In this detailed video I explain how to get started in building not just good AI, but, above all, the kind that avoids the risks of artificial stupidity, by combining several powerful approaches: machine learning, programming in logic, and modern data.
It is important to understand the differences between the closely related domains of: Artificial Intelligence, Machine Learning, Data Science, and Advanced Analytics. At the heart of all of those, we work with patterns, also called models. In this video you will see a visualisation of one of the most popular types of a pattern, known as a decision tree, shown both using R in Microsoft ML Server and in Azure ML.
Patterns have two different uses: the explorative, which lets you gain knowledge from your data, and the predictive, which leads to building autonomous decision making systems, which are, nowadays, the foundation of artificial intelligence. However, this was not always the case in AI. Its history was based on a different paradigm than machine learning. It used to be based on logic programming, with languages such as LISP and PROLOG leading the way. This had some profound benefits in terms of system quality, correctness, overall reliability, not to mention its explicability, something greatly missing from today’s deep-learning based AI.

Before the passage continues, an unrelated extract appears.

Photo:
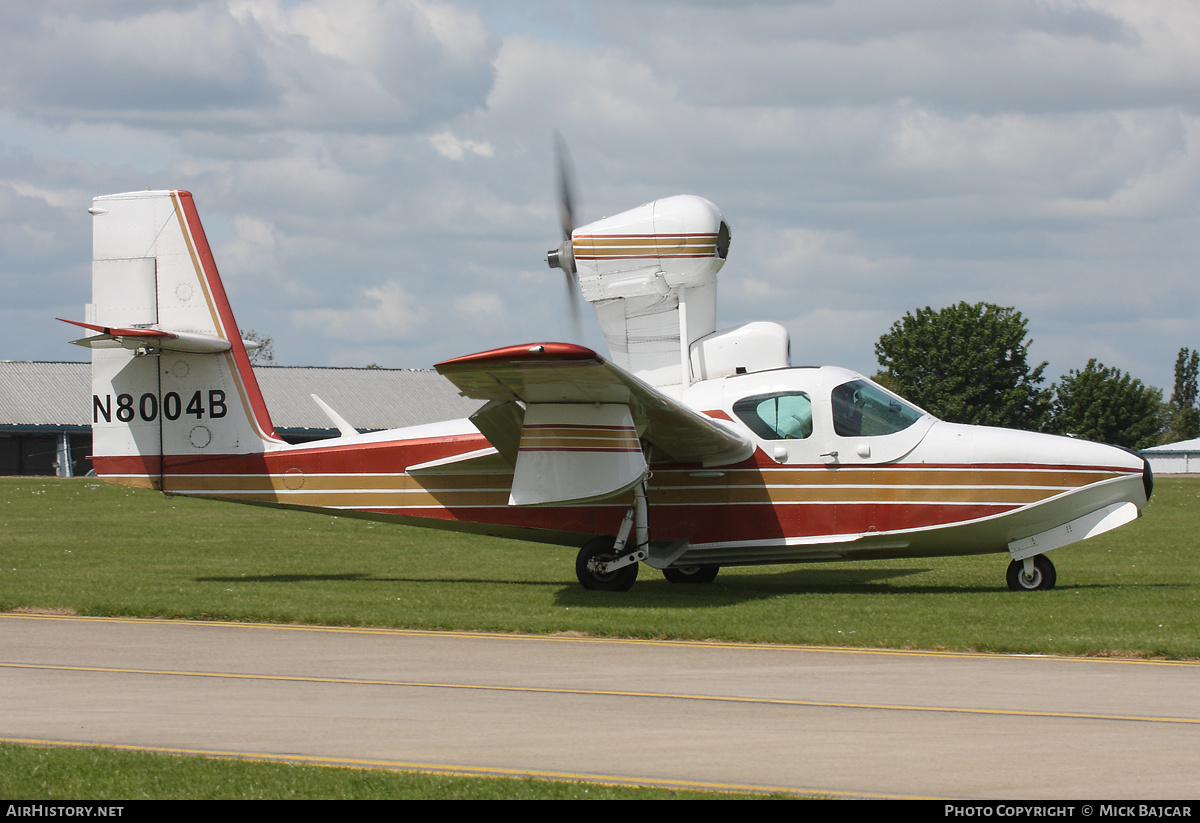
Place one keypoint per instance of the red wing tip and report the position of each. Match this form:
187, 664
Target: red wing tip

The key focus of today’s AI is recognition (image, sound, voice) that is generally as a modern form of computer input, making systems easier to use by humans. However, there is much more to AI than recognition: reasoning and judgement are much harder to build using ML. As I have explained in the previous video on Artificial Stupidity, applying ML, especially DL, to those harder problems is risky and ethically questionable as it leads to the construction of so-called blackboxes: systems that make autonomous decisions that we cannot (easily) explain in human terms, and which, occasionally, make incredibly wrong, even dangerous, life-threatening choices. Since a heavy price is likely to be paid because this approach is relatively inexpensive—cheaper than paying qualified programmers to code safer, rule-based systems—it is important to look for ways to avoid this form of artificial stupidity, as I do not believe we should accept the current state of affairs.
The solution seems simple to me: combining the best of the past of AI with the best of the present. Logic programming can be used to frame the machine learning part of the system, and to help keep it in check. Modern, inexpensive data allows us to test ideas faster, but it does not absolve us from aiming for correctness. Indeed, it is quite incorrect to assume that volume of data helps find better correlations and models—often, the opposite is the case, subject to basic laws of statistics and information science that tell us how much information can be gained from any data.
There are others who think this way. One of the major proponents of the Lisp programming language, Paul Graham, says that choosing a combination of technologies and IT tools that are good for the job and that are not necessarily the most popular at the moment gives you a very powerful, unique advantage over your competition who is doing, well, what everyone else is doing. Graham has proven his wisdom by creating a lot this way: Y Combinator fund, ITA Matrix—read the story why Lisp was used for this project which is now part of google.com/flights—and even Reddit, which was originally written in Lisp, and rewritten in Python in 2005. Lisp is the 2nd oldest programming language (after Fortran), and it was invented by John McCarthy, the father of AI. Today you can choose any of its variants, such as Clojure, F#, Haskell, even R or Python if used in the functional, logic-programming style.
Above all, make sure to get started well in AI. Ensure the validity of your models on a continuing basis. If you are new to ML, start with easy projects first, see my essay on that. Avoid artificial stupidity at all costs, especially as it is so cheap—good AI will cost us, I am afraid, a little more than it seems today.